Donald McBane (1664 - April 12, 1732) was a noted Scottish swordsman, career soldier, and fencing master, who is widely regarded as one of the most prolific duelists of all time. He was born in the Highland town of Inverness during the late seventeenth century. In 1687 McBane ran away from home, enlisting in the British army under the Duke of Marlborough. As a career soldier, he served throughout much of Europe, fighting in The War of the Spanish Succession (1701-1714), and taking part in fifteen skirmishes and sixteen battles, including Blenheim (1704) and Malplaquet (1709). By the time of the Jacobite Rising of 1715, he was serving as a sergeant in General Honeywood’s Regiment of Dragoons and guarded the Colours at the Battle of Preston. His autobiography mentions that at one point he had the command responsibility equivalent to a Colonel of Artillery, but it is unlikely he ever received an officer's commission. His Colonel made several recommendations for McBane to 'Chailcie College' (The Royal Hospital Chelsea), something only open to senior non-commissioned or warrant officers.

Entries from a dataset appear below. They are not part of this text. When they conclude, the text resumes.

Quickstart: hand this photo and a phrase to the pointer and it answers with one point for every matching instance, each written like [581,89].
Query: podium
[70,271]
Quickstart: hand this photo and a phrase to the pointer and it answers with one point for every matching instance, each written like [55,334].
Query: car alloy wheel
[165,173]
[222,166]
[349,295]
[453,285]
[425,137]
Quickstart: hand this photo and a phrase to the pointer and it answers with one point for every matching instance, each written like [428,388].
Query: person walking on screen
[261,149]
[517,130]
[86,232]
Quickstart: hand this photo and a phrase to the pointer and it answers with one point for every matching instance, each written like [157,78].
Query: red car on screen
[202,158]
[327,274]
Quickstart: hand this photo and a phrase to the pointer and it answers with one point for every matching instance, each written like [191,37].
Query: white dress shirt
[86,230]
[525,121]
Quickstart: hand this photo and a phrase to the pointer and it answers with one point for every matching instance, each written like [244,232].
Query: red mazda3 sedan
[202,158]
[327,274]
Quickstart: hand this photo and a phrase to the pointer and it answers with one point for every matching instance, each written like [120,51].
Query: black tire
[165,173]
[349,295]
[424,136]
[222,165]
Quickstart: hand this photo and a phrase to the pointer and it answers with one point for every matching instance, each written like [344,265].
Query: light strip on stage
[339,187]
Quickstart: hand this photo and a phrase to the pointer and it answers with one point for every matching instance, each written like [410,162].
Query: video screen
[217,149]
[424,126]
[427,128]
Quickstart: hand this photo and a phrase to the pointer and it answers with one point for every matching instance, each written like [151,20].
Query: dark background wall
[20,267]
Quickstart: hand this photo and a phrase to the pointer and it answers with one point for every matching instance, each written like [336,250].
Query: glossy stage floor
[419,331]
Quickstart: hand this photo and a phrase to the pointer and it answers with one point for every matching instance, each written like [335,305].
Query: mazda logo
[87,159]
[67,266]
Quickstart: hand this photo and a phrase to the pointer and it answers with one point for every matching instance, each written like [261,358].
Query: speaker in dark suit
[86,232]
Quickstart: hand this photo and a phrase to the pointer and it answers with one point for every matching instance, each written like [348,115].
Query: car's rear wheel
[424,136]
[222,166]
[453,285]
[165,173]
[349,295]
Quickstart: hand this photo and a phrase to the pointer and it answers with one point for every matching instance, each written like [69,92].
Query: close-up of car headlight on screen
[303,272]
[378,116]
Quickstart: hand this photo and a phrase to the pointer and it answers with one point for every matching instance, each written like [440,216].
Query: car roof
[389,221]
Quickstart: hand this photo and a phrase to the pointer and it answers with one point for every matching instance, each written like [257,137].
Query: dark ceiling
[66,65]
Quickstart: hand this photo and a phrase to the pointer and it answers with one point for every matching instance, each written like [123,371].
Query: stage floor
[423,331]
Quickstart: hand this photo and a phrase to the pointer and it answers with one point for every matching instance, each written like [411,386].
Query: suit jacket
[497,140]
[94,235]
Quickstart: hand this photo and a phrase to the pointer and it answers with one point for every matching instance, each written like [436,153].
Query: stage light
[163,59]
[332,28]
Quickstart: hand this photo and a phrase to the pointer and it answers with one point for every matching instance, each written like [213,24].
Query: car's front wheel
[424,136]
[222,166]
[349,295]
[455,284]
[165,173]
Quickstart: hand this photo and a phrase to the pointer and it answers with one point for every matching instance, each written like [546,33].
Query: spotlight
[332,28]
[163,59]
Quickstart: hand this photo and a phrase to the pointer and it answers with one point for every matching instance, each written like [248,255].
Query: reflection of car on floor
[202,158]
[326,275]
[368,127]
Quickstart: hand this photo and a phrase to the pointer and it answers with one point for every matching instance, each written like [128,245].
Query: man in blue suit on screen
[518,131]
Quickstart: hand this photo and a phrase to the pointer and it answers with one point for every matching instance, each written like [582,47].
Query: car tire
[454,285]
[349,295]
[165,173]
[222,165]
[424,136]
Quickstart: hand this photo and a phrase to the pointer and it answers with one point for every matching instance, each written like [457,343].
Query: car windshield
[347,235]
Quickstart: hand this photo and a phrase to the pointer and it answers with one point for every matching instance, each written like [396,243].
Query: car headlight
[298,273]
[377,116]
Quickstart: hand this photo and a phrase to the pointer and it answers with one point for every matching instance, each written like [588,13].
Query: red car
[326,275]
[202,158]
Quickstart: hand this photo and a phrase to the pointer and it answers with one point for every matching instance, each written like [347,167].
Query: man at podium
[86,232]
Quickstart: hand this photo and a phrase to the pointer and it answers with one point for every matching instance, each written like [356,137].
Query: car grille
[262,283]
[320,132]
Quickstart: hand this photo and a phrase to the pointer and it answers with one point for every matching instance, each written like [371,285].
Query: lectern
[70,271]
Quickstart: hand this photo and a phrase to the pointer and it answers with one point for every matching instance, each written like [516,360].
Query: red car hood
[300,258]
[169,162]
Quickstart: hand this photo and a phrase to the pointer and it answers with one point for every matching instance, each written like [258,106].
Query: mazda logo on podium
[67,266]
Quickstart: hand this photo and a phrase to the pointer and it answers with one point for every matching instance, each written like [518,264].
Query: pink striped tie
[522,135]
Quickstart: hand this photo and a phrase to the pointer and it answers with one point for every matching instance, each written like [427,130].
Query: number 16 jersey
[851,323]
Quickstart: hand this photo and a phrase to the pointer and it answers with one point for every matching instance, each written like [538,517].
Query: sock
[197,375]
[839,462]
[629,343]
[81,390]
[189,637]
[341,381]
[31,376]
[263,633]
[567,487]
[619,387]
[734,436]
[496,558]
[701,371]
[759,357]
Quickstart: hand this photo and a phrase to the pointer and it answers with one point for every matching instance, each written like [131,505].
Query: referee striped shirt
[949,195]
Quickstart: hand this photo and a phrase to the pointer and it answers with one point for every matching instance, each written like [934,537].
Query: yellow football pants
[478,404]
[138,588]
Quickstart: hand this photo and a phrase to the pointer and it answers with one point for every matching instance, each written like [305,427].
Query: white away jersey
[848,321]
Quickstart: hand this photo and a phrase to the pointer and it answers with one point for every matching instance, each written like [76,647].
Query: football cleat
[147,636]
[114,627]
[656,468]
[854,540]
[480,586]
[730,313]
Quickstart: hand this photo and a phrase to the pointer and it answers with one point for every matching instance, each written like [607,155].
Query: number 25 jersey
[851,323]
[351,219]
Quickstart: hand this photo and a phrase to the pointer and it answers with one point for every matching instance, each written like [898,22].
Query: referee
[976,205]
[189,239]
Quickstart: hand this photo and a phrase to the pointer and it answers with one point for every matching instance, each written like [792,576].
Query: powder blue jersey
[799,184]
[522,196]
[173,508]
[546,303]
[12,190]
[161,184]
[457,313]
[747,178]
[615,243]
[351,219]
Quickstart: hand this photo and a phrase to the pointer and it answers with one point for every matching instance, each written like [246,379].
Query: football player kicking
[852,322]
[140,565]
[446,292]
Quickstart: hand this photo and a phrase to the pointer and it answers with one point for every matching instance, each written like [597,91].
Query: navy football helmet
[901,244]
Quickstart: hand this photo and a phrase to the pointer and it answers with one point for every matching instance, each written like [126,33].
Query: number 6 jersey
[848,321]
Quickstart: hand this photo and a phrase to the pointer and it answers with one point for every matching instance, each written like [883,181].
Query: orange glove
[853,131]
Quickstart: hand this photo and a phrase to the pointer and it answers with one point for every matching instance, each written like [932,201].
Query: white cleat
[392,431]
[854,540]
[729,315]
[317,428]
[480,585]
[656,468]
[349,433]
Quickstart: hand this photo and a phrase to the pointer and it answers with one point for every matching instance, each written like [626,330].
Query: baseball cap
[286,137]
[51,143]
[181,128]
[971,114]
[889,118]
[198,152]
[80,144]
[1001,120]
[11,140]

McBane also worked as a fencing master, and claimed to have participated in nearly one hundred duels. He fought as a gladiator at the Bear Gardens in Hockley-in-the-Hole and Marybone Fields, London, where he reportedly fought thirty-seven prizes. Among his opponents were some of the most celebrated swordsmen and fencing masters of the century, such as James Miller, Timothy Buck, and James Figg.

McBane is best known for his book, The Expert Sword-Man's Companion (1728). The book includes McBane's memoirs as well as his extensive treatise on the art of fencing, and is a major source for the study of Scottish swordsmanship. McBane's life and writings are featured in a number of classic works on fencing, including Egerton Castle's Schools and Masters of Fence (1892) and Captain Alfred Hutton's The Sword and the Centuries (1901). Hutton describes McBane as a "first class swordsman," and,

Unlike the majority of his class, he was something of a scholar, for he left behind him a work, “The Expert Swordman’s Companion,” which contains a number of wise lessons for both the small and back sword; but perhaps the most interesting part of it is the account he gives of his life when serving in Flanders under the great Duke of Marlborough. There is a rough quaintness in the style of his narrative that adds flavour to the curious anecdotes of fights in which he was engaged.

The British historian J. D. Aylward called McBane's memoir "possibly, the most ingenuous autobiography in the English language."